Critical CART Hyperparameters in Synthpop

I have been working on a project to create synthetic data for a long while. I have realized that the synthpop package was producing identical values, whereas it was supposed to be producing values from a predictive posterior distribution. I have been using the CART algorithm for its flexibility, but the model must be overfitting, even though I do not have too many variables. So, how can one prevent creating identical values? The answer was given in the article: “synthpop: An R package for generating synthetic versions of sensitive microdata for statistical disclosure control”.

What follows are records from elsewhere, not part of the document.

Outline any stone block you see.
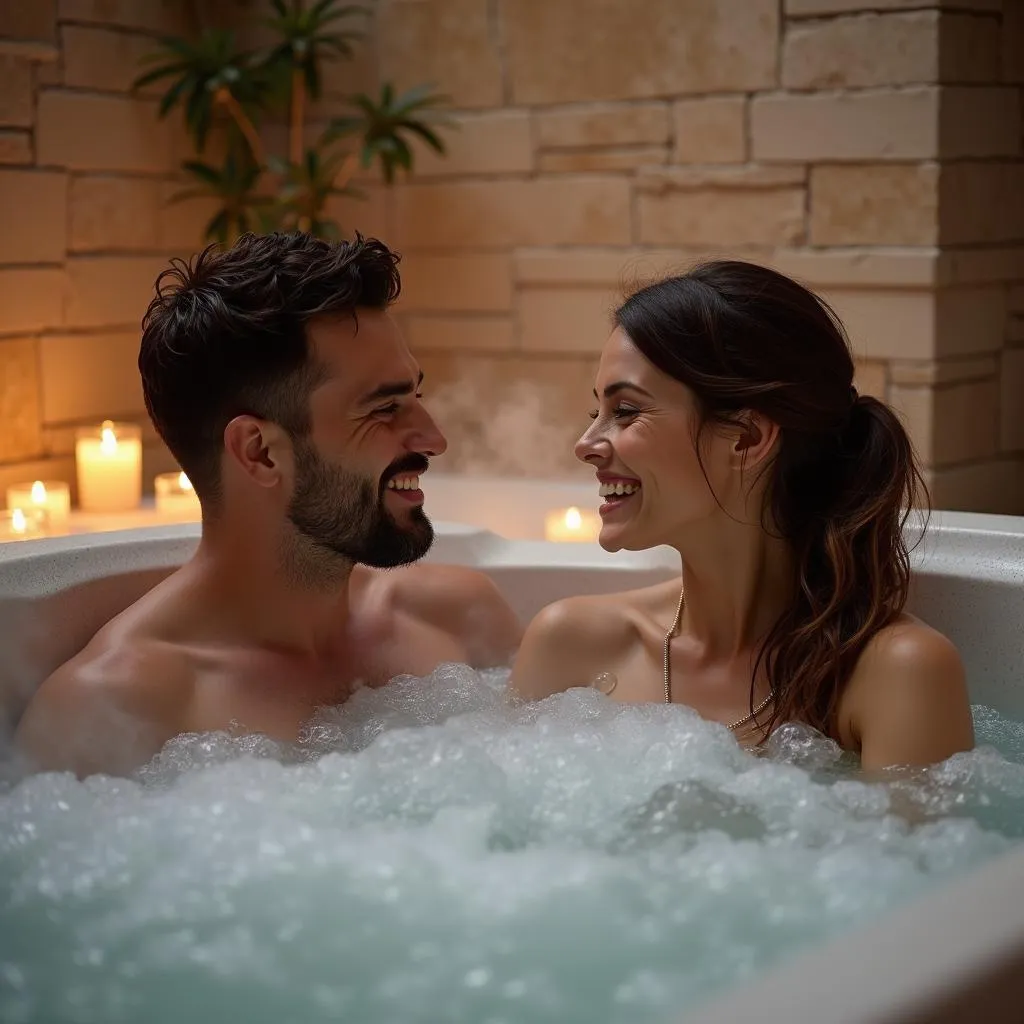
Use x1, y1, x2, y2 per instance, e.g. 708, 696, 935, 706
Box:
69, 176, 160, 253
940, 87, 1021, 158
936, 248, 1024, 287
786, 0, 1000, 14
61, 25, 163, 94
1008, 286, 1024, 313
535, 103, 670, 148
56, 0, 191, 34
810, 163, 939, 246
1006, 315, 1024, 345
925, 459, 1024, 515
0, 56, 33, 127
0, 337, 42, 462
519, 287, 616, 354
398, 253, 512, 313
504, 0, 778, 104
377, 0, 503, 109
404, 315, 515, 353
538, 147, 667, 173
752, 88, 939, 161
514, 247, 699, 288
65, 256, 168, 329
0, 129, 31, 165
1000, 348, 1024, 452
415, 350, 598, 477
0, 170, 67, 264
411, 111, 533, 177
889, 378, 998, 465
818, 288, 935, 360
393, 177, 632, 249
939, 163, 1024, 246
783, 12, 938, 90
0, 268, 64, 335
39, 330, 145, 423
0, 0, 56, 41
37, 92, 179, 172
1004, 0, 1024, 83
935, 287, 1006, 356
672, 97, 746, 164
853, 359, 888, 400
939, 11, 1001, 82
889, 355, 997, 386
154, 183, 222, 255
320, 185, 392, 246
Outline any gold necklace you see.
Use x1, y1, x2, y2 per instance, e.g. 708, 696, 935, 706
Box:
662, 584, 774, 731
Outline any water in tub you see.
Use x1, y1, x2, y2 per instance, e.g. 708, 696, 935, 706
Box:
2, 667, 1024, 1024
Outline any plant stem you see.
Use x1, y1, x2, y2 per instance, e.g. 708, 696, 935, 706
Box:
290, 67, 305, 166
215, 88, 264, 164
333, 153, 358, 192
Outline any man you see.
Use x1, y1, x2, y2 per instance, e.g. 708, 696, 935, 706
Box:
16, 232, 522, 778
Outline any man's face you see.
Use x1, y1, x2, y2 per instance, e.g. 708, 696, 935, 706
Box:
285, 311, 447, 568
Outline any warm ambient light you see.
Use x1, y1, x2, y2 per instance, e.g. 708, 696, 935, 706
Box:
75, 420, 143, 513
544, 505, 602, 543
5, 479, 71, 527
154, 470, 201, 518
0, 506, 47, 541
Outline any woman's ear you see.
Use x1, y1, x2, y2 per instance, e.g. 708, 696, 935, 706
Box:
731, 411, 779, 469
223, 415, 291, 489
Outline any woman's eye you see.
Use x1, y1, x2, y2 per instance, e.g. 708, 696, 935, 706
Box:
612, 406, 639, 419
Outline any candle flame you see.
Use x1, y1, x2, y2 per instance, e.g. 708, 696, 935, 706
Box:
11, 508, 26, 533
100, 421, 118, 455
30, 480, 46, 503
178, 472, 193, 492
564, 506, 583, 530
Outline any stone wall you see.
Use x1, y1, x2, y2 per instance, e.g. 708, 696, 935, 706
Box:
0, 0, 1022, 512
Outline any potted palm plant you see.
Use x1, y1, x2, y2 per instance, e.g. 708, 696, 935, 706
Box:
135, 0, 451, 242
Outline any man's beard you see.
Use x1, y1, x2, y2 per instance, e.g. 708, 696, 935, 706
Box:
286, 440, 434, 569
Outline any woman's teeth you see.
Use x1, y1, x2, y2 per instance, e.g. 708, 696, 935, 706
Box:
387, 475, 420, 491
599, 482, 640, 497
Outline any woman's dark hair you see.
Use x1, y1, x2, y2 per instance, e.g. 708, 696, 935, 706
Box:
139, 231, 402, 506
615, 260, 928, 741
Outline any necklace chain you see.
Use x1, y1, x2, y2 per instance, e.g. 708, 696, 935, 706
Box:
662, 584, 774, 732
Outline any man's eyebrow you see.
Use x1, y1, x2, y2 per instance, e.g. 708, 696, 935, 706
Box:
592, 380, 655, 399
358, 370, 424, 405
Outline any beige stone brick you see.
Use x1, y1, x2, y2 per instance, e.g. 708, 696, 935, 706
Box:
936, 247, 1024, 287
853, 359, 888, 400
393, 177, 632, 249
320, 185, 392, 246
1004, 0, 1024, 83
65, 256, 167, 329
1007, 315, 1024, 345
504, 0, 778, 104
940, 87, 1021, 158
0, 56, 33, 128
637, 168, 806, 247
770, 249, 939, 288
0, 129, 31, 165
0, 170, 67, 264
0, 0, 56, 41
415, 350, 597, 477
0, 337, 42, 462
404, 315, 515, 353
1009, 286, 1024, 313
411, 111, 533, 177
39, 331, 144, 423
810, 164, 939, 246
752, 88, 939, 162
377, 0, 502, 109
939, 163, 1024, 245
37, 92, 182, 173
538, 147, 667, 173
56, 0, 191, 34
519, 287, 616, 353
514, 247, 701, 287
0, 268, 64, 335
818, 288, 935, 360
672, 97, 746, 164
890, 378, 998, 465
889, 354, 997, 386
786, 0, 1000, 13
155, 183, 223, 255
69, 176, 160, 253
925, 459, 1024, 514
783, 12, 938, 90
398, 254, 512, 313
61, 25, 163, 94
535, 103, 670, 149
1000, 349, 1024, 452
935, 287, 1007, 356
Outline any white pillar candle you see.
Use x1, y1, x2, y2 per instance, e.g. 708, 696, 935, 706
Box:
5, 479, 71, 527
75, 420, 143, 513
544, 506, 602, 543
0, 507, 47, 541
154, 470, 201, 517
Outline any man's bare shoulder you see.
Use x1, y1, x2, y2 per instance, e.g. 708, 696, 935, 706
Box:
15, 634, 195, 778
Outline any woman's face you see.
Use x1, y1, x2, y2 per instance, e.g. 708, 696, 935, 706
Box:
575, 328, 741, 552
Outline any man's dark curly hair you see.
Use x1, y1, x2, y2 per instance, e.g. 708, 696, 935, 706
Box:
139, 231, 402, 504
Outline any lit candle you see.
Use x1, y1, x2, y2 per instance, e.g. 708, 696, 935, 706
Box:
154, 470, 201, 517
5, 479, 71, 527
0, 507, 47, 541
75, 420, 143, 513
544, 505, 602, 543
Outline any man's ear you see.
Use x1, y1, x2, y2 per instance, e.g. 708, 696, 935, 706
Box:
730, 411, 779, 469
223, 415, 291, 489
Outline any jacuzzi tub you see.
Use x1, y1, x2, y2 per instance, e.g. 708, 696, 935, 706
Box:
2, 487, 1023, 1023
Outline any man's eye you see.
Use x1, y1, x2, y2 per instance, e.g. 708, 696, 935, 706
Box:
613, 406, 639, 419
374, 402, 400, 416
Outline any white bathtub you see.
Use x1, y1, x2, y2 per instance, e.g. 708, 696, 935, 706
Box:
2, 481, 1023, 1023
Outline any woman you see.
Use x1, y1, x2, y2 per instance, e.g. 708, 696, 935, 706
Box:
510, 261, 974, 770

Here are some recommendations:

To create synthetic values from the predicted posterior distribution, set the parameter in synthpop as follows: proper = T. (The authors call it the proper way to create synthetic data)
- In addition to setting proper = T, you can also use control=list(stop.iterations=20) to set the maximum number of iterations to 20. This can help to prevent overfitting by stopping the CART algorithm before it becomes too complex.
To prevent overfitting, set cart.minbucket=5 to make sure that there are at least 5 observations in each node.
- You can also use control=list(stop.complexity=0.1) to set the maximum complexity of the tree to 0.1. This can also help to prevent overfitting by stopping the CART algorithm before it becomes too complex.
To create smoothed continuous values, set smoothing='density' or smoothing='spline'. The package creators recommend using smoothing='spline'.
- When using the smoothing parameter, it’s important to note that you can also use smoothing=list(var1='density', var2='spline') to specify different smoothing methods for different variables.
It’s also important to keep in mind that it’s a good practice to evaluate the quality of the synthetic data using various metrics such as the mean squared error.